First, in week 1:  I think the individual variation in performance in wk 1 was large enough to dominate any strong body weight relation.   You might say that the 100 and 105 pounders were crushed, and there may be some truth to that, but I'm not greatly confident here because the numbers are pretty sparse.  I could generally see how it makes sense though.  The power snatch Rx weight for Wk1 was 55 lbs, which might have been difficult to sustain for the lighter ladies.

For week 2 -  Interestingly, average workout 2 performance had a  gradual downward trajectory from left to right, which suggests to me that the box jumps/push ups were, compared to the boys, more difficult than the deadlift part of the workout.   I'm not too sure what to make of the elites, which were up and down in seemingly no real pattern.

Overall, through wk 2 I'd say the open has been fair throughout the weight classes on the women's side.  Now through week 3, I'd guess the circumstances are about to change drastically!

Tuesday, April 5, 2011

An ideal CrossFit weight (for men)?

Ooooo, good stuff today.   All the athletes have submitted scores for week 2, which means tons more data.  Logistically, I should be able to make plots a little quicker because I shouldn't have to reacquire all the personal data (weight, height, region) from everybody again.

The crossfit open doesn't use weight classes, and the argument put forth has been something along the lines of, "The workouts have all been balanced so heavy weight (easier for heavy people) are balanced with body weight exercises (easier for lighter folks).  Is that true?   Let's look at some data.

The blue line represents the 'elite' or the top 10% of athletes for a given weight (5 lb increments).  The red line is the overall average athlete for a given weight.

Plotted is the performance of athletes across weights for workouts 1 and 2.  To explain further - I have grouped athletes according to their weight (in 5 lb increments), and plotted the mean performance of those athletes.  'Average' athletes in a given weight are plotted in red, and 'elite' althletes, or the top ten percent of athletes in a given weight, are plotted in blue.  For reference, I have also included the cumulative percentile score chart on the right, since that information isn't immediately obvious on the open website.  If you wanted to quickly see where a score of 200 ranked on workout 1, you would go directly up from the bottom axis at 200 until it crossed the 'S' shaped curve.  From that point, going directly left to the axis will give the percentile score, which in this case is around the 30th percentile.

For workout 1, the curves go up from a weight of 140, peak at 185, then head downward.  Does this make a huge difference?  I think for average athletes the answer is yes.  An 'average' 185 open athlete bested 20 percent more people than his 'average' comrade weighing in at 230 lbs, translating to an overall rank difference of over 2000 people!

What about for elite athletes?  The mean percentile scores for 140, 185, and 230 pound elites were all in the top 10% of total scores, so I think weight wasn't too much of an issue for those folks.  The overall pattern is the same though.
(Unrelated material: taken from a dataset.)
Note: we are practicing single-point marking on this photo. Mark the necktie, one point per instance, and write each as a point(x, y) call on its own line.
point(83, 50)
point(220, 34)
As an aside, why should we care about the 'elite' catagory of athlete?   Given that there's 17 total regions, and 50 athletes that move onto the regionals (total 850), I would argue that the top 10% of athletes (~1100) should stand a reasonable chance at moving on to the next round of competition.  Understanding patterns in these athletes should hopefully tell us in the future what's important for the open.

It's good be a 180 pounder so far!

The circumstances change a bit when you look at workout 2.  Everybody, say over 220 pounds, should have screamed a collective Bender favorite, "We're boned!"   Yikes the heavier people were punished on this exercise,  no matter if you were an average athlete or an elite one.   In the elite category, the difference between an average athlete at 180 lbs and one at 230 was a crazy 19 percentile points.  Another stat, no person weighing above 220 lbs cracked the top 5% of scores.   I don't know how that will translate into a real effect at the end of the open, but if this trend continues I wouldn't be surprised if there weren't many 220 pounders that make it to Regionals.

So to answer the question, in there an ideal CrossFit weight for men?  So far in the open, the athletes around 180 pounds have had it pretty good.  There's still 4 workouts to go, so circumstances could change...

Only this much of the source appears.